The new TSN standard will provide numerous benefits, but notably it would improve bandwidth, security, interoperability and latency and synchronisation, over today’s standard and specialty Ethernet protocols.

Bandwidth:

Large data sets from advanced sensing applications such as machine vision, 3D scanning, and power analysis can put a strain on network bandwidth. Proprietary Ethernet derivatives commonly used for industrial control today are limited to 100 Mb of bandwidth and half-duplex communication. TSN will embrace standard Ethernet rates (1 Gb, 10 Gb, and 400 Gb versions are in the works) and support full-duplex communication.

Security:

Most of the lower-level field buses used today achieve security through air gap and obscurity. They are influenced by the automotive industry, for which air-gapped and closed CAN networks carry all the control and operational data. But recent security breaches have exposed the need to fully extend security into the critical lower levels of control infrastructure. TSN protects critical control traffic and incorporates top-tier IT security provisions. Segmentation, performance protection, and temporal composability can add multiple levels of defense to the security framework.

Interoperability:

By using standard Ethernet components, TSN can integrate seamlessly with existing brownfield applications and standard IT traffic to improve ease of use. In addition, TSN inherits many features of existing Ethernet, such as HTTP interfaces and web services, which enable the remote diagnostics, visualisation, and repair features common in IIoT systems. As an added benefit, leveraging standard Ethernet chip sets drives component cost down by virtue of high-volume, commercial silicon, especially compared with specialty Ethernet variants that are centred on lower-volume, ASIC-based implementations.

Latency and Synchronization: TSN prioritizes the low-latency communication required for fast system response and closed-loop control applications. It can achieve deterministic transfer times on the order of tens of microseconds and time synchronisation between nodes down to tens of nanoseconds. To ensure reliable delivery of this time-critical traffic, TSN provides automated configurations for high-reliability data paths, where packets are duplicated and merged to provide lossless path redundancy.

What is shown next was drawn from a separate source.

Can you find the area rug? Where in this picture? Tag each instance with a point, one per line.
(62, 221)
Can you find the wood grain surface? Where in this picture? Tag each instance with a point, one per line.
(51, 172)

As IIoT adoption continues, increased amounts of data and widely distributed networks will require new standards for sharing and transferring critical information. Just as an ambulance or fire engine receives priority among other traffic during an emergency, the TSN standard ensures that critical, time-sensitive data is delivered on time, over standard network infrastructure. Welcome to life in the fast lane with the IIoT.